Pour le Pakistan, les parallèles sont instructifs mais pas directs. La nouvelle génération de missiles balistiques à combustible solide d’Islamabad – le Fatah-2, le système d’armes Abdali et le missile balistique antinavire (ASBM) SMASH – reflète les premières étapes du développement de la série Fateh en Iran, où une plate-forme centrale unique a été transformée en dérivés multi-rôles à plus longue portée. Cependant, la doctrine de l’emploi, la base industrielle et le contexte stratégique du Pakistan diffèrent considérablement, et ces différences détermineront jusqu’où Islamabad pourra pousser cette capacité.

Cette analyse examine ce que le Pakistan peut tirer du modèle iranien de développement et d’emploi des missiles balistiques, là où les parallèles ne fonctionnent pas, et ce que la structure émergente de la force de fusée de l’armée pakistanaise indique sur l’intention d’Islamabad pour cette classe d’armes.

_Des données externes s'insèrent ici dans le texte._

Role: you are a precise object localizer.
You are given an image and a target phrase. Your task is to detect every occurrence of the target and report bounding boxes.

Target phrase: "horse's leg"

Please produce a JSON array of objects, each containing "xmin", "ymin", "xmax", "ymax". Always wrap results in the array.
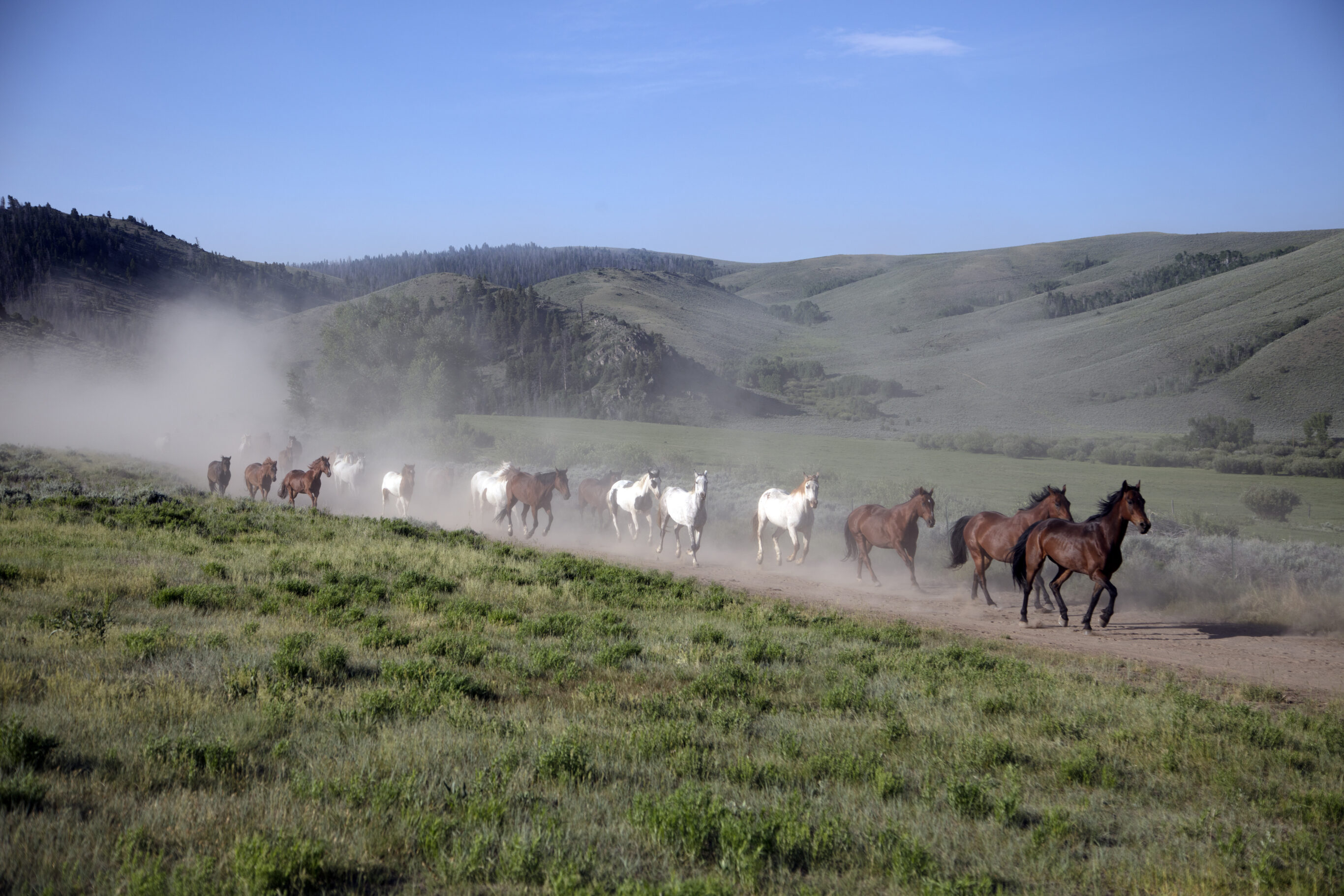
[
  {"xmin": 1040, "ymin": 572, "xmax": 1074, "ymax": 626},
  {"xmin": 1083, "ymin": 570, "xmax": 1110, "ymax": 631},
  {"xmin": 971, "ymin": 551, "xmax": 999, "ymax": 607},
  {"xmin": 1101, "ymin": 579, "xmax": 1118, "ymax": 629}
]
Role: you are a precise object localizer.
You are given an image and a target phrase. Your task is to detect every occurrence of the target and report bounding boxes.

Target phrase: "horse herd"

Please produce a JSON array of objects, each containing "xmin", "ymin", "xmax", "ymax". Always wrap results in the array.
[{"xmin": 207, "ymin": 436, "xmax": 1152, "ymax": 631}]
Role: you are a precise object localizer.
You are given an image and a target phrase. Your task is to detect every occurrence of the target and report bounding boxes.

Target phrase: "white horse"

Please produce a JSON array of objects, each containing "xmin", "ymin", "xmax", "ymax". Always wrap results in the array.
[
  {"xmin": 606, "ymin": 470, "xmax": 663, "ymax": 544},
  {"xmin": 751, "ymin": 473, "xmax": 821, "ymax": 565},
  {"xmin": 659, "ymin": 470, "xmax": 709, "ymax": 567},
  {"xmin": 472, "ymin": 461, "xmax": 519, "ymax": 516},
  {"xmin": 383, "ymin": 463, "xmax": 415, "ymax": 516},
  {"xmin": 332, "ymin": 454, "xmax": 363, "ymax": 494}
]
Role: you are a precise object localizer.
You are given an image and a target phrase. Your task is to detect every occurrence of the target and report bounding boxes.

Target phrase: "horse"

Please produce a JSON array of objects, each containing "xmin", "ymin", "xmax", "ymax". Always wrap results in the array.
[
  {"xmin": 606, "ymin": 470, "xmax": 663, "ymax": 544},
  {"xmin": 332, "ymin": 454, "xmax": 364, "ymax": 494},
  {"xmin": 494, "ymin": 467, "xmax": 570, "ymax": 539},
  {"xmin": 1012, "ymin": 480, "xmax": 1153, "ymax": 631},
  {"xmin": 206, "ymin": 454, "xmax": 233, "ymax": 494},
  {"xmin": 947, "ymin": 485, "xmax": 1074, "ymax": 610},
  {"xmin": 277, "ymin": 454, "xmax": 332, "ymax": 506},
  {"xmin": 243, "ymin": 458, "xmax": 275, "ymax": 501},
  {"xmin": 383, "ymin": 463, "xmax": 415, "ymax": 516},
  {"xmin": 659, "ymin": 470, "xmax": 709, "ymax": 567},
  {"xmin": 579, "ymin": 470, "xmax": 621, "ymax": 529},
  {"xmin": 472, "ymin": 461, "xmax": 519, "ymax": 515},
  {"xmin": 844, "ymin": 485, "xmax": 934, "ymax": 588},
  {"xmin": 751, "ymin": 473, "xmax": 821, "ymax": 565}
]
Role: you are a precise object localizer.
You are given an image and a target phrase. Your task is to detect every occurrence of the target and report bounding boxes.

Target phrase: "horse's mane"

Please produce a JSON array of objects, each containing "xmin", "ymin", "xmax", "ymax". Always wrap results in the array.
[
  {"xmin": 1087, "ymin": 486, "xmax": 1125, "ymax": 523},
  {"xmin": 1017, "ymin": 485, "xmax": 1058, "ymax": 513}
]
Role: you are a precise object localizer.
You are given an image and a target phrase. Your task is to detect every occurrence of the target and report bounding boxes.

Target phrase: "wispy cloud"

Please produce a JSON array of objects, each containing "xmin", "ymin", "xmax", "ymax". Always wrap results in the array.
[{"xmin": 836, "ymin": 30, "xmax": 966, "ymax": 57}]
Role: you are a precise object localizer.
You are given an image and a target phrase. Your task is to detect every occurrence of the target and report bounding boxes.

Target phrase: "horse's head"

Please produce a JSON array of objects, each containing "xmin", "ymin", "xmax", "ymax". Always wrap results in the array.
[
  {"xmin": 1120, "ymin": 480, "xmax": 1153, "ymax": 535},
  {"xmin": 802, "ymin": 473, "xmax": 821, "ymax": 509},
  {"xmin": 910, "ymin": 485, "xmax": 937, "ymax": 529},
  {"xmin": 1045, "ymin": 485, "xmax": 1074, "ymax": 523}
]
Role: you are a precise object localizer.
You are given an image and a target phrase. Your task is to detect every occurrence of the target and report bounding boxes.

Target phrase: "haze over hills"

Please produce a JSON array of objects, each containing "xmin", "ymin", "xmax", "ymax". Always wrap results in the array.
[{"xmin": 0, "ymin": 203, "xmax": 1344, "ymax": 435}]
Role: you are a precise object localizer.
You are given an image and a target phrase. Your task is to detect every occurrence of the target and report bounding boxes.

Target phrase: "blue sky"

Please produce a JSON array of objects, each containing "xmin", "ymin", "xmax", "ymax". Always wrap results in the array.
[{"xmin": 0, "ymin": 0, "xmax": 1344, "ymax": 261}]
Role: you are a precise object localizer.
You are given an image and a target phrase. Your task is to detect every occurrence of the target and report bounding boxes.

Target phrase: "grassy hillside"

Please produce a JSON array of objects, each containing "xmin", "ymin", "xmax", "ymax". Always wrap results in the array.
[
  {"xmin": 0, "ymin": 459, "xmax": 1344, "ymax": 896},
  {"xmin": 461, "ymin": 416, "xmax": 1344, "ymax": 544}
]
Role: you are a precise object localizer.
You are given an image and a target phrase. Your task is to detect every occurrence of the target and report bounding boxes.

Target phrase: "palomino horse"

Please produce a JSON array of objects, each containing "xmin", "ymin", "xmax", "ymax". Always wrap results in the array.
[
  {"xmin": 277, "ymin": 456, "xmax": 332, "ymax": 506},
  {"xmin": 844, "ymin": 485, "xmax": 934, "ymax": 588},
  {"xmin": 947, "ymin": 485, "xmax": 1074, "ymax": 610},
  {"xmin": 243, "ymin": 458, "xmax": 275, "ymax": 501},
  {"xmin": 494, "ymin": 469, "xmax": 570, "ymax": 539},
  {"xmin": 1012, "ymin": 480, "xmax": 1153, "ymax": 631},
  {"xmin": 659, "ymin": 470, "xmax": 709, "ymax": 567},
  {"xmin": 206, "ymin": 456, "xmax": 233, "ymax": 494},
  {"xmin": 332, "ymin": 454, "xmax": 364, "ymax": 494},
  {"xmin": 383, "ymin": 463, "xmax": 415, "ymax": 516},
  {"xmin": 579, "ymin": 470, "xmax": 621, "ymax": 529},
  {"xmin": 751, "ymin": 473, "xmax": 821, "ymax": 565},
  {"xmin": 472, "ymin": 461, "xmax": 520, "ymax": 516},
  {"xmin": 606, "ymin": 470, "xmax": 663, "ymax": 544}
]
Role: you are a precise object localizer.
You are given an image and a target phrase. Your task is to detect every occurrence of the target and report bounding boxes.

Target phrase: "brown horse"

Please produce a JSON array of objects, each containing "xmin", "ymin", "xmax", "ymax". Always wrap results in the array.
[
  {"xmin": 947, "ymin": 485, "xmax": 1074, "ymax": 610},
  {"xmin": 243, "ymin": 458, "xmax": 275, "ymax": 501},
  {"xmin": 844, "ymin": 486, "xmax": 934, "ymax": 588},
  {"xmin": 277, "ymin": 456, "xmax": 332, "ymax": 506},
  {"xmin": 206, "ymin": 456, "xmax": 234, "ymax": 494},
  {"xmin": 1012, "ymin": 480, "xmax": 1153, "ymax": 631},
  {"xmin": 579, "ymin": 470, "xmax": 621, "ymax": 529},
  {"xmin": 494, "ymin": 469, "xmax": 570, "ymax": 539}
]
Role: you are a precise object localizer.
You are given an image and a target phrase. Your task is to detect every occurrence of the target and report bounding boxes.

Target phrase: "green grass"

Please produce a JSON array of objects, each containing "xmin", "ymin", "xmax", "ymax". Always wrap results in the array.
[
  {"xmin": 462, "ymin": 416, "xmax": 1344, "ymax": 544},
  {"xmin": 0, "ymin": 470, "xmax": 1344, "ymax": 894}
]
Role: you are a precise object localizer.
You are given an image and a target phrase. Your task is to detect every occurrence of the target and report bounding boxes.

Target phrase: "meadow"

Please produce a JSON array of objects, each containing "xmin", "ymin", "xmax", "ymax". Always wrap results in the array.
[
  {"xmin": 0, "ymin": 451, "xmax": 1344, "ymax": 895},
  {"xmin": 458, "ymin": 415, "xmax": 1344, "ymax": 545}
]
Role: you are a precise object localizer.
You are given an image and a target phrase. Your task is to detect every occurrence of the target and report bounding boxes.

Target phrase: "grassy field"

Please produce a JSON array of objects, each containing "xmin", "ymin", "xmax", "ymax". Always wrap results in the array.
[
  {"xmin": 0, "ymin": 457, "xmax": 1344, "ymax": 895},
  {"xmin": 461, "ymin": 416, "xmax": 1344, "ymax": 544}
]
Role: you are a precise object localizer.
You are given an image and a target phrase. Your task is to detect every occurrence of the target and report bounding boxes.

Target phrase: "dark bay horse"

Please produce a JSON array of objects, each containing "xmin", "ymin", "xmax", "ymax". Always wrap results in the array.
[
  {"xmin": 1012, "ymin": 480, "xmax": 1153, "ymax": 631},
  {"xmin": 947, "ymin": 485, "xmax": 1074, "ymax": 610},
  {"xmin": 243, "ymin": 458, "xmax": 275, "ymax": 501},
  {"xmin": 277, "ymin": 457, "xmax": 332, "ymax": 506},
  {"xmin": 844, "ymin": 486, "xmax": 934, "ymax": 588},
  {"xmin": 494, "ymin": 470, "xmax": 570, "ymax": 539},
  {"xmin": 206, "ymin": 456, "xmax": 233, "ymax": 494},
  {"xmin": 579, "ymin": 470, "xmax": 621, "ymax": 529}
]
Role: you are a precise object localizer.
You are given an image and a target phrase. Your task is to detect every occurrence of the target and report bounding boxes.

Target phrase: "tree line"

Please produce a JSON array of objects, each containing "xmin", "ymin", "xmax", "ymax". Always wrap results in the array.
[
  {"xmin": 297, "ymin": 243, "xmax": 723, "ymax": 296},
  {"xmin": 1044, "ymin": 246, "xmax": 1298, "ymax": 317}
]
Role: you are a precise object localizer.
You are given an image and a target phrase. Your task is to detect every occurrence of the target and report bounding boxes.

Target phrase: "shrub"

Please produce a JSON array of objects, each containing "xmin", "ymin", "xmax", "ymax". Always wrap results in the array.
[
  {"xmin": 0, "ymin": 716, "xmax": 61, "ymax": 772},
  {"xmin": 947, "ymin": 780, "xmax": 993, "ymax": 821},
  {"xmin": 1242, "ymin": 485, "xmax": 1302, "ymax": 523},
  {"xmin": 536, "ymin": 731, "xmax": 593, "ymax": 783},
  {"xmin": 234, "ymin": 832, "xmax": 327, "ymax": 896},
  {"xmin": 593, "ymin": 641, "xmax": 644, "ymax": 666}
]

L’efficacité des représailles iraniennes

Après la guerre contre l’Irak dans les années 1980, l’Iran n’a pas été en mesure de reconstruire son armée de l’air – et, avec elle, la capacité de frappe offensive qui dominait autrefois la région. L’armée de l’air de la République islamique d’Iran (IRIAF) avait exploité des avions de combat occidentaux avancés, notamment le F-14A Tomcat et le F-4 Phantom, mais les embargos américains sur les pièces de rechange et les nouveaux achats – maintenus pendant des décennies – ont effectivement paralysé la capacité de l’Iran à projeter une puissance aérienne conventionnelle à grande échelle.

Cette contrainte matérielle – aggravée par la méfiance institutionnelle entre le Corps des Gardiens de la révolution islamique (CGRI) et l’armée conventionnelle (Artesh) – a façonné la façon dont Téhéran a reconstruit sa posture de défense. En pratique, la majeure partie des dépenses de défense de l’Iran est allée au CGRI, qui est devenu le principal véhicule de projection de la puissance iranienne par l’intermédiaire d’agents armés en Irak, au Yémen et dans tout le Levant.

Plus près de chez nous, cependant, la posture dirigée par le CGRI signifiait que Téhéran avait besoin de systèmes de frappe offensive qu’il pouvait produire localement – ​​et à l’échelle et à la portée nécessaires pour dissuader de manière crédible ses principaux rivaux régionaux : Israël et, par extension, la présence avancée des États-Unis dans le Golfe. Ces systèmes ont pris deux formes principales : des missiles balistiques et des drones d’attaque unidirectionnels à faible coût – le plus célèbre étant la série Shahed.

Les munitions errantes, notamment celles de la famille Shahed, avaient déjà prouvé leur valeur lors de la guerre russo-ukrainienne. Moins coûteuses et moins complexes que les munitions guidées traditionnelles – telles que les missiles de croisière – et produites en bien plus grand nombre, les munitions errantes sont devenues à la fois un élément essentiel de la planification offensive moderne et un perturbateur des stratégies défensives.

Les défis posés par ces armes sur les théâtres ultérieurs – le théâtre indo-pakistanais et le Golfe aujourd’hui – confirment que les mécanismes défensifs n’ont pas encore suivi le rythme. Le rapport coût-échange favorise fortement l’attaquant : les drones iraniens Shahed-136 coûtent entre 20 000 et 35 000 dollars chacun, tandis que les intercepteurs Patriot et THAAD nécessaires pour les vaincre se chiffrent en millions par round (RUSI).

Cela dit, une autre tendance apparue lors de la guerre russo-ukrainienne – et récurrente avec une importance stratégique sans doute plus grande en Asie du Sud – était l’emploi de missiles de croisière et balistiques à grande échelle.